Unless of course, you're Natalie George, you play beautifully, and may do so as much as you like.

Friday, February 2, 2007

Bread and Circi (cause I know my proper Latin plurals)

Today at Rustburg, which is steadily becoming a thorn in my side, we had a pep rally.

I used to love pep rallies, and if this one would have been in more capable hands, I probably would have liked it too. Unfortunately a group of rather useless individuals was in charge of this said rally and it went nowhere and I was again reminded of the idiocy of my generation.

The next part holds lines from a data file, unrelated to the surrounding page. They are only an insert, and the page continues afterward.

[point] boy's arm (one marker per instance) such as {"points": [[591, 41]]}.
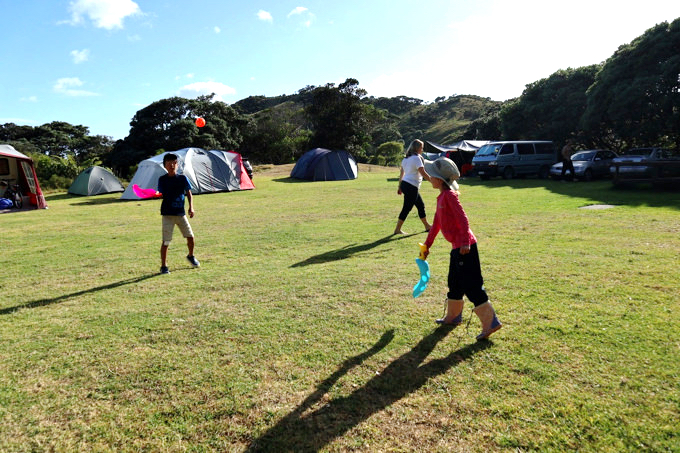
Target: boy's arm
{"points": [[191, 203]]}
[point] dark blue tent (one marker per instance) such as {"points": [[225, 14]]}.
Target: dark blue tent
{"points": [[324, 165]]}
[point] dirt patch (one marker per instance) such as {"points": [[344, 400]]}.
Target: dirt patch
{"points": [[598, 206]]}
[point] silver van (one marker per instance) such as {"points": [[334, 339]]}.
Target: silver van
{"points": [[514, 158]]}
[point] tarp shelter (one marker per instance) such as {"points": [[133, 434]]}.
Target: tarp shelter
{"points": [[17, 168], [207, 171], [321, 164], [460, 152], [95, 181]]}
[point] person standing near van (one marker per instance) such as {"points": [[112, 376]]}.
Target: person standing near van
{"points": [[411, 175], [567, 164]]}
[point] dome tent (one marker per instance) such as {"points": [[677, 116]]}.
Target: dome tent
{"points": [[321, 164], [207, 171], [95, 181], [19, 168]]}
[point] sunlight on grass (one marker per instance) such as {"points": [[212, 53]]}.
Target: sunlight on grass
{"points": [[299, 331]]}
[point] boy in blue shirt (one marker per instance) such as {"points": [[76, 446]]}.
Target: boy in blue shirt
{"points": [[173, 187]]}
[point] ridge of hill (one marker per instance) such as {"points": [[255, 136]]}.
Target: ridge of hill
{"points": [[444, 120]]}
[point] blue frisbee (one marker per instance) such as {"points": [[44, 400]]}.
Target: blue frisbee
{"points": [[419, 287]]}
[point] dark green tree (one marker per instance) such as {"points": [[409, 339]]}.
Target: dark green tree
{"points": [[59, 139], [549, 109], [340, 120], [636, 96], [276, 135], [169, 124], [487, 126]]}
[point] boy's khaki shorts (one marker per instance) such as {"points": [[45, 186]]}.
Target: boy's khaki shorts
{"points": [[169, 222]]}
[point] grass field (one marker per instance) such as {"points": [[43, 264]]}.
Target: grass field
{"points": [[299, 332]]}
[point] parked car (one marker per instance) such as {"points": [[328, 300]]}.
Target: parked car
{"points": [[514, 158], [645, 164], [588, 164]]}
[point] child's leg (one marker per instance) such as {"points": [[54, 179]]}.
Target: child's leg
{"points": [[168, 226], [420, 206], [410, 193], [164, 255], [190, 245], [490, 323], [454, 313], [474, 289], [454, 301]]}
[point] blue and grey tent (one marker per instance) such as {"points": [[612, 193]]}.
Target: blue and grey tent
{"points": [[325, 165]]}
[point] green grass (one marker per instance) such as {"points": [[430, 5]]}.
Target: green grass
{"points": [[299, 333]]}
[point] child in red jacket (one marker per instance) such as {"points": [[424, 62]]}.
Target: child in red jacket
{"points": [[465, 274]]}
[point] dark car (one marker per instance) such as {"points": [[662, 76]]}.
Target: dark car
{"points": [[640, 164], [588, 164]]}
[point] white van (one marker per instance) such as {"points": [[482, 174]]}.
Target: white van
{"points": [[514, 158]]}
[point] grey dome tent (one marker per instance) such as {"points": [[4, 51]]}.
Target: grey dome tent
{"points": [[95, 181], [321, 164], [207, 171]]}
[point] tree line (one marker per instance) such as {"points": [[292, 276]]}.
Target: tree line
{"points": [[631, 99]]}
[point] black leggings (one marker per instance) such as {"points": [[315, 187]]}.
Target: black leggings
{"points": [[411, 198], [465, 277]]}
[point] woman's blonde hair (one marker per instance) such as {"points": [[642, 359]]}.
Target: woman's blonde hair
{"points": [[415, 145]]}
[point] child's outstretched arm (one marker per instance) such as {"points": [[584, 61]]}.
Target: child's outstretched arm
{"points": [[191, 204]]}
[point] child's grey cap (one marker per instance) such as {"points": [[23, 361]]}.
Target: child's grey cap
{"points": [[444, 169]]}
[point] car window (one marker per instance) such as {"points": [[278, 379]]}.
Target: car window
{"points": [[582, 156], [638, 152], [488, 150], [507, 149], [545, 148], [525, 148]]}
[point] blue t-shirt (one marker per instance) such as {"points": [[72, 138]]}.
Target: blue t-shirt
{"points": [[173, 189]]}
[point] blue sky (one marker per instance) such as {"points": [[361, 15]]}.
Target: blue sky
{"points": [[97, 62]]}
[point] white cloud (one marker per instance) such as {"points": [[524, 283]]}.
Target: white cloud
{"points": [[107, 14], [298, 10], [196, 89], [80, 56], [67, 86], [265, 16]]}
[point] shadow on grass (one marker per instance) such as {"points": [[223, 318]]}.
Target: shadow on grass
{"points": [[309, 429], [600, 191], [349, 250], [65, 297], [293, 180]]}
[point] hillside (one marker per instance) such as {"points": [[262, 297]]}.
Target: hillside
{"points": [[443, 121]]}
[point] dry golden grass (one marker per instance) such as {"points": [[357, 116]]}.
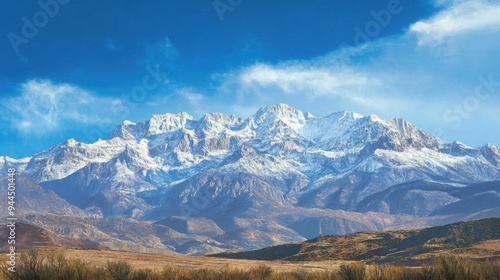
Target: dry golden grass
{"points": [[99, 258]]}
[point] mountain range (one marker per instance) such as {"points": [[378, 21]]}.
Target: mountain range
{"points": [[176, 184]]}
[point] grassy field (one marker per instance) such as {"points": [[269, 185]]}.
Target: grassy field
{"points": [[59, 263]]}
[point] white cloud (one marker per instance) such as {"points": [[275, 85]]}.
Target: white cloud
{"points": [[44, 106], [293, 79], [458, 18]]}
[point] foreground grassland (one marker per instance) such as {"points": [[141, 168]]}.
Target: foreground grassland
{"points": [[53, 263]]}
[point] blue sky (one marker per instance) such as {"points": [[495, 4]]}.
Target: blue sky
{"points": [[75, 69]]}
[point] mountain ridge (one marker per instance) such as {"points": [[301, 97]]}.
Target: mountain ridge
{"points": [[304, 175]]}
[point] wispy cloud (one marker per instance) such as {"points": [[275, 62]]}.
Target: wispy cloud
{"points": [[458, 18], [299, 78], [44, 106], [393, 76]]}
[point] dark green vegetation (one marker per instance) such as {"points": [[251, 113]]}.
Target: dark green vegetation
{"points": [[38, 265], [406, 246]]}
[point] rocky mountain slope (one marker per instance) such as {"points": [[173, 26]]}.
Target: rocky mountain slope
{"points": [[221, 182]]}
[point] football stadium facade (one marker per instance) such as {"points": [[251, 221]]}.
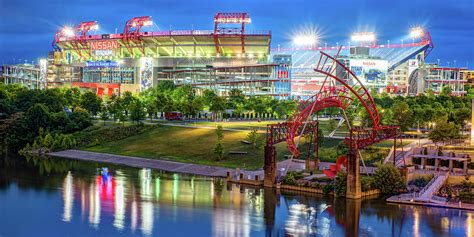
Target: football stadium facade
{"points": [[225, 58]]}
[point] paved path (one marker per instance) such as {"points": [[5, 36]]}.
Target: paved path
{"points": [[164, 165]]}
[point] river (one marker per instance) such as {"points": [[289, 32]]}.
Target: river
{"points": [[57, 197]]}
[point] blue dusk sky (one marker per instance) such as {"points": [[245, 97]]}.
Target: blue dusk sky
{"points": [[27, 28]]}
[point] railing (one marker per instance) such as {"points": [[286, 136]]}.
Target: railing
{"points": [[423, 190], [437, 185]]}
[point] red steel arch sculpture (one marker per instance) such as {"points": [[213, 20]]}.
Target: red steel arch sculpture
{"points": [[339, 88], [344, 86]]}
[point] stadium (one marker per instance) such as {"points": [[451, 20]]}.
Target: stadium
{"points": [[228, 57]]}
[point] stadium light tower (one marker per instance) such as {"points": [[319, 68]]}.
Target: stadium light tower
{"points": [[68, 31], [305, 40], [363, 37]]}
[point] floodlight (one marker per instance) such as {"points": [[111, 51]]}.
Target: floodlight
{"points": [[68, 31], [148, 23], [305, 40], [416, 32], [363, 37]]}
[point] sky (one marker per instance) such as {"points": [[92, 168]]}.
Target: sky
{"points": [[27, 28]]}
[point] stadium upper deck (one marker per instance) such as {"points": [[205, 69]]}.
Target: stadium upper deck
{"points": [[133, 42]]}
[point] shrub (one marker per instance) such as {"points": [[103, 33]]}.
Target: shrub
{"points": [[327, 189], [366, 183], [388, 180], [289, 179]]}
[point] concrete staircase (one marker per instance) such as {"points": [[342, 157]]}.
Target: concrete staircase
{"points": [[426, 194]]}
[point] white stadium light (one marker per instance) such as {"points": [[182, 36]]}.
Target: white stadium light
{"points": [[416, 32], [305, 40], [148, 23], [363, 37], [68, 31]]}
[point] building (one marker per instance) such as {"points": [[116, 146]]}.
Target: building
{"points": [[378, 66], [227, 57], [28, 75], [433, 77]]}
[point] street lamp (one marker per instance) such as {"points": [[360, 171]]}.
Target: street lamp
{"points": [[418, 131]]}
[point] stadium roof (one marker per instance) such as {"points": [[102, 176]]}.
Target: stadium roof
{"points": [[304, 59]]}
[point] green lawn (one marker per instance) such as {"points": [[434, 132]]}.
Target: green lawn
{"points": [[191, 145], [195, 145]]}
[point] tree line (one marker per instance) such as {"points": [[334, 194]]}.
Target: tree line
{"points": [[66, 110]]}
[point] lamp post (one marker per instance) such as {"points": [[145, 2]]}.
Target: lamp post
{"points": [[418, 131]]}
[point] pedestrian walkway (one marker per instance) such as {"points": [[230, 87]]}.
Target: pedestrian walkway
{"points": [[426, 194]]}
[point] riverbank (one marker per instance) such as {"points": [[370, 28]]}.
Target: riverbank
{"points": [[137, 162], [463, 206]]}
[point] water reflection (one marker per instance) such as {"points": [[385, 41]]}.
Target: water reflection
{"points": [[114, 199]]}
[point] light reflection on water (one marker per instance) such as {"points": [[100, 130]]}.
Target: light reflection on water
{"points": [[129, 201]]}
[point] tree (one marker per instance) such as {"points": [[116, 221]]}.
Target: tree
{"points": [[37, 117], [446, 91], [280, 109], [80, 119], [115, 107], [127, 99], [217, 106], [402, 115], [72, 97], [208, 96], [332, 124], [443, 131], [91, 102], [219, 148], [136, 111], [252, 137], [104, 115], [150, 107], [388, 179]]}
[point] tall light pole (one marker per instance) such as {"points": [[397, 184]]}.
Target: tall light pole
{"points": [[361, 37]]}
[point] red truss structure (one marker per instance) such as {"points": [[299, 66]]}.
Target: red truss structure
{"points": [[339, 94], [426, 38], [230, 18], [78, 35], [132, 32]]}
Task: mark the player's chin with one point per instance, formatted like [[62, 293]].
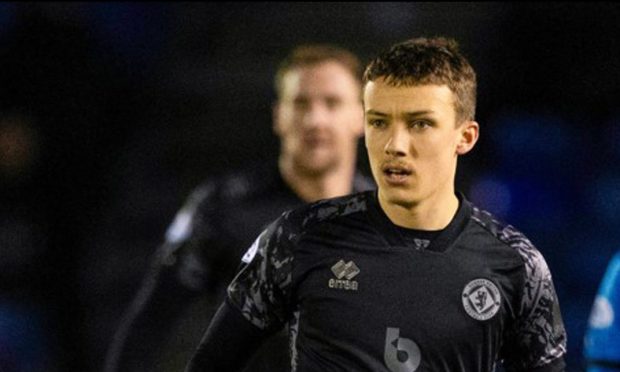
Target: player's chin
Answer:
[[398, 196]]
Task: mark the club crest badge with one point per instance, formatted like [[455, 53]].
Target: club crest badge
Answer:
[[481, 299]]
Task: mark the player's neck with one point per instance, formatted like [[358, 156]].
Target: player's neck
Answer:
[[311, 187], [433, 213]]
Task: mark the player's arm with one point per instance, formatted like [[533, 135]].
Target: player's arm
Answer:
[[536, 342], [256, 307], [176, 276], [228, 344]]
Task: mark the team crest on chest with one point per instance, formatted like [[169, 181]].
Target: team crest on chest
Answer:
[[344, 272], [481, 299]]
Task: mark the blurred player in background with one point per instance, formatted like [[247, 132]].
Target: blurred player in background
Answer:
[[318, 118], [408, 277]]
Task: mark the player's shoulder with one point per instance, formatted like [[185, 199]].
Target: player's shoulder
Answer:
[[508, 236], [328, 210]]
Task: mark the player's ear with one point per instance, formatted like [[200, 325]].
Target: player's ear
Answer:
[[469, 131], [358, 124], [276, 122]]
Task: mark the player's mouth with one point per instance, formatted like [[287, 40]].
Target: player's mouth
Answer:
[[315, 141], [396, 174]]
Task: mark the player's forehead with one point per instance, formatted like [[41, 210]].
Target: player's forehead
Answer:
[[386, 98], [328, 78]]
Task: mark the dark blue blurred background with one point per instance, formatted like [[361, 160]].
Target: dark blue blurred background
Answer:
[[110, 113]]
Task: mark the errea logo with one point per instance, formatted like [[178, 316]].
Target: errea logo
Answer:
[[344, 272]]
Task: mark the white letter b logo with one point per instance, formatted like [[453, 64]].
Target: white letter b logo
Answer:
[[401, 354]]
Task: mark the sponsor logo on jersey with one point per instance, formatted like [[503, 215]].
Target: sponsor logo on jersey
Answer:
[[602, 315], [344, 272], [481, 299], [401, 354]]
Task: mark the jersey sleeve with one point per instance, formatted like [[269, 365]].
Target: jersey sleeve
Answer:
[[536, 340], [261, 290]]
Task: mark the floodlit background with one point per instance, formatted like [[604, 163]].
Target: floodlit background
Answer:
[[110, 113]]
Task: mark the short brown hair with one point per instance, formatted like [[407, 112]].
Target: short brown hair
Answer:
[[423, 61], [314, 54]]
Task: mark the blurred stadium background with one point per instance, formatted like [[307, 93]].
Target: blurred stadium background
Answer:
[[110, 113]]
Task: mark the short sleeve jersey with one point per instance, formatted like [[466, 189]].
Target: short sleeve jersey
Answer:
[[359, 297]]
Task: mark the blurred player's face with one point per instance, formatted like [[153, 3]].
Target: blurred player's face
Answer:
[[319, 117], [413, 141]]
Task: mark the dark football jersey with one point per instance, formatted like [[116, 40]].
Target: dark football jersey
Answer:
[[198, 260], [360, 297]]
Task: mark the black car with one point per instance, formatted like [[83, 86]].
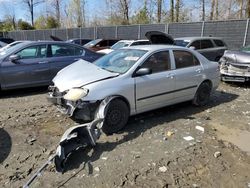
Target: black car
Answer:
[[7, 40], [30, 64]]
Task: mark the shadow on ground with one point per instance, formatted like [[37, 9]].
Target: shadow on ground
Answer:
[[23, 92], [5, 145], [135, 128]]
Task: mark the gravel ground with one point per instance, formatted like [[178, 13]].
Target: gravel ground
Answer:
[[149, 152]]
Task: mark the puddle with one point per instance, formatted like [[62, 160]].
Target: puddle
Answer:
[[235, 136]]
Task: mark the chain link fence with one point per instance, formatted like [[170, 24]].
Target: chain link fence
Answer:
[[234, 32]]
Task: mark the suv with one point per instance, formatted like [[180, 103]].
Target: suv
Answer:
[[211, 47]]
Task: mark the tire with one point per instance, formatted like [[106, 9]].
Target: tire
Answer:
[[116, 117], [202, 95]]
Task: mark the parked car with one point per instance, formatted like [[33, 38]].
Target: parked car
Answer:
[[235, 65], [6, 40], [31, 64], [2, 44], [124, 43], [99, 44], [10, 45], [79, 41], [211, 47], [133, 80]]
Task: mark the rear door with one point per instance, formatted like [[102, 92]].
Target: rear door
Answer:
[[188, 75], [62, 55], [155, 90], [31, 69]]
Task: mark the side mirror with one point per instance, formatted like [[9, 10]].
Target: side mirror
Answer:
[[192, 47], [14, 58], [142, 72]]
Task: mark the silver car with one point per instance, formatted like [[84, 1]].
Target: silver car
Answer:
[[133, 80]]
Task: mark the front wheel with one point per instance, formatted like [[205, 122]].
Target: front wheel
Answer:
[[202, 95], [116, 117]]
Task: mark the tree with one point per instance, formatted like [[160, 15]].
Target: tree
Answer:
[[23, 25], [172, 10], [177, 10], [142, 16], [31, 4], [159, 10]]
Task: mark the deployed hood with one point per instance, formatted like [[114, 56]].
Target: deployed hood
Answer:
[[79, 74], [157, 37], [237, 56]]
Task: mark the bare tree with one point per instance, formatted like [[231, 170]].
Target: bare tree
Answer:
[[212, 10], [159, 10], [203, 13], [172, 10], [177, 10], [31, 4]]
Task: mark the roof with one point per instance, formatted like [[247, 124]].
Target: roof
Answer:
[[152, 47], [195, 38]]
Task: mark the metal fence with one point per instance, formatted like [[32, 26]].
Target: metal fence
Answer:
[[234, 32]]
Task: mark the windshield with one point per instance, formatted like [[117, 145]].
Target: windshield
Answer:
[[120, 61], [181, 43], [12, 49], [119, 45], [92, 43], [246, 48]]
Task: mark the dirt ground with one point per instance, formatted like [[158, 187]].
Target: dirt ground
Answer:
[[149, 152]]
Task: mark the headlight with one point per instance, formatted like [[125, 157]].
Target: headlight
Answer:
[[75, 94]]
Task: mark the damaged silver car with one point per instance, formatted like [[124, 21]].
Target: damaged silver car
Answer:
[[235, 65], [133, 80]]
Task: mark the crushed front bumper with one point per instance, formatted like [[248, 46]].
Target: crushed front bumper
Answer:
[[235, 73], [79, 110]]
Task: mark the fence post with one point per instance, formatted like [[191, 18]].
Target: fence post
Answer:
[[116, 32], [246, 31], [202, 28], [139, 31], [166, 28]]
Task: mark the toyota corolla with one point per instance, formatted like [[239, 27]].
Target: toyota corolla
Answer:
[[133, 80]]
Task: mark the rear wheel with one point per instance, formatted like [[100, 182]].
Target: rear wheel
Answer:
[[116, 117], [202, 95]]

A side note: I hate the word rally. There's something too Nuremburg about it.

Back to the post...

I don't want to imply arrogance, I really don't. I just hate those that refuse to live up to their potential. Half the people in that gym watching that rally have no idea or plan for the future, which is imminent for us seniors. We are going to be graduating in four months and the majority of students in my class yet to have formulated some type of post-secondary education or job plan. It seems sad to me that they really have no idea as to what they're planning on doing.

It makes me want to help them, but I know that I couldn't say anything that hasn't already been said or avised. But, my god, there they are, standing on the brink of something great, something new, something utterly maelable to those who would just put their hands down in it, and yet they still hee and haw like a great multitude of Caesarian asses, only for them there is no bread and circuses.

I feel helpless for my fellow second-semester seniors. I have no place to pity or judge them, but still I cannot help but feel the utmost sincere helplessness for them. I just want to help them, but I don't think I can.